L’Oreal also has begun a transparency campaign to engage in a dialogue with consumers about their products and the environment. In March, L’Oreal held its first Transparency Summit. Leaders from the c-suite and the research and innovation department made presentations about the areas of emphasis that will guide its green sciences and sustainability campaigns. “ Consumers expect transparency from brands, and it is our role to allow consumers to make educated decisions,” said Deputy CEO Nicolas Hieronimus, who will take over as CEO in May when Jean-Paul Agon steps down.

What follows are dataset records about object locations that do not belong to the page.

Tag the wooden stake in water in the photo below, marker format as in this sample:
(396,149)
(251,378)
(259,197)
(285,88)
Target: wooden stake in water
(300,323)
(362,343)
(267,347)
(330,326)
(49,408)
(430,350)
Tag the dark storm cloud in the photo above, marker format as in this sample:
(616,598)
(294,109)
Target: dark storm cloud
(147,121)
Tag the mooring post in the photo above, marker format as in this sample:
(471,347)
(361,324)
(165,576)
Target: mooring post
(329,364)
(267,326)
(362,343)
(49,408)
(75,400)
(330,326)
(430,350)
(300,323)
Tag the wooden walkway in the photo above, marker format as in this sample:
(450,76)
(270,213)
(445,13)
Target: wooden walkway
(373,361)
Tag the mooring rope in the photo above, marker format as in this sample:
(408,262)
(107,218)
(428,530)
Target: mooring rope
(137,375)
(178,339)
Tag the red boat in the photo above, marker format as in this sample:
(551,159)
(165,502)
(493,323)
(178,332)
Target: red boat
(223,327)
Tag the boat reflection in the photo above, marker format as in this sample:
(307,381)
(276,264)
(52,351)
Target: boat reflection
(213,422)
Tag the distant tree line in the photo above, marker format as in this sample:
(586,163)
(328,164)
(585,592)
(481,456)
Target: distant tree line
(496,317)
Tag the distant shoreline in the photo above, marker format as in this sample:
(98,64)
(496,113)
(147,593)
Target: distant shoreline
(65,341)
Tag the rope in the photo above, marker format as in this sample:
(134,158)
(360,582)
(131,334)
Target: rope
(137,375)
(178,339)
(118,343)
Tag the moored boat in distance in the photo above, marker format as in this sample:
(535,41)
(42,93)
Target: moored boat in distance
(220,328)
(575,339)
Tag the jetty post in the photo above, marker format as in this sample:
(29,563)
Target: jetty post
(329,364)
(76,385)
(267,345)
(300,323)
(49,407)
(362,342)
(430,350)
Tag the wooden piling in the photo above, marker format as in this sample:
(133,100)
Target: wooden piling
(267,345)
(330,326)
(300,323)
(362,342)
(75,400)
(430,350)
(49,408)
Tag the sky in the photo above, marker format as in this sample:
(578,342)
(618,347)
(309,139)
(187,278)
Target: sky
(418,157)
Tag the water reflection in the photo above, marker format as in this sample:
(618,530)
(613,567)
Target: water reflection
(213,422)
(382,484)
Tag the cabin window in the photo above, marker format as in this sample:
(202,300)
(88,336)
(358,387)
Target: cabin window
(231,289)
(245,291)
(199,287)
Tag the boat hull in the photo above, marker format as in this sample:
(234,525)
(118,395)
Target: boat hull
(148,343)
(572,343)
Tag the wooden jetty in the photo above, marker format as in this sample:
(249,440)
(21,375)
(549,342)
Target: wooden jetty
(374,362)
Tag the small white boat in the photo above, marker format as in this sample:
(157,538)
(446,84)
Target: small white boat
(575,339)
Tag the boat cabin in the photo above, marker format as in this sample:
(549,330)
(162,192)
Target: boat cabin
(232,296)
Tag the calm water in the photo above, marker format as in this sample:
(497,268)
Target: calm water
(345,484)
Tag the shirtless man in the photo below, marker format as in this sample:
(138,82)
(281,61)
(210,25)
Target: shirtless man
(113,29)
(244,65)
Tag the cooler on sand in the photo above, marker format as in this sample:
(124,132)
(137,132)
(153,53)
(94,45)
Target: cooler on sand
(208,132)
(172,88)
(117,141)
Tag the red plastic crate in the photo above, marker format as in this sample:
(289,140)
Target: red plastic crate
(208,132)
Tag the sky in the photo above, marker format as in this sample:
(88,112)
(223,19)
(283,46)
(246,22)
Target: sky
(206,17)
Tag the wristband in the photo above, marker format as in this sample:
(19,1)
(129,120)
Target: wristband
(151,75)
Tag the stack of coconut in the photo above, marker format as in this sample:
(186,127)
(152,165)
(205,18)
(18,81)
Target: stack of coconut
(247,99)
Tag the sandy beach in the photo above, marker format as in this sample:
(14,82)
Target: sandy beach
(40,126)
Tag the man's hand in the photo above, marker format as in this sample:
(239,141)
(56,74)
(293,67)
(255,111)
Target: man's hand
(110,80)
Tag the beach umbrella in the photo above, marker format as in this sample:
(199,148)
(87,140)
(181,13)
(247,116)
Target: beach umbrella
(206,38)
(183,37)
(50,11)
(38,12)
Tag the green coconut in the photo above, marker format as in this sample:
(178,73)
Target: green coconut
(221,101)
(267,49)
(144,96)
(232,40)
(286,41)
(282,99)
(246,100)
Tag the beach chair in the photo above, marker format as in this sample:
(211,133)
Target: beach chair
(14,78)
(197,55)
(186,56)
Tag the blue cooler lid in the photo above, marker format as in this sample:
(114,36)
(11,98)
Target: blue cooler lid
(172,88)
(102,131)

As part of the transparency effort, L’Oreal also has launched a website, Inside Our Products, that provides information on the ingredients in its cosmetics. The platform is available in 45 countries and in eight languages. Content is being rolled out incrementally across the websites of its leading brands, which include Essie, Garnier, Kérastase, La Roche-Posay, L’Oreal Paris, Maybelline, Redken, and Yves Saint Laurent. L’Oreal has announced this new website through social media, including Twitter, Facebook, Instagram, YouTube, and LinkedIn, taking time to interact with consumers on each platform. Consumers can ask questions and receive answers about the product ingredients on the site.
L’Oreal has 35 brands, €28 billion in sales, and 1.2 billion annual consumers around the world.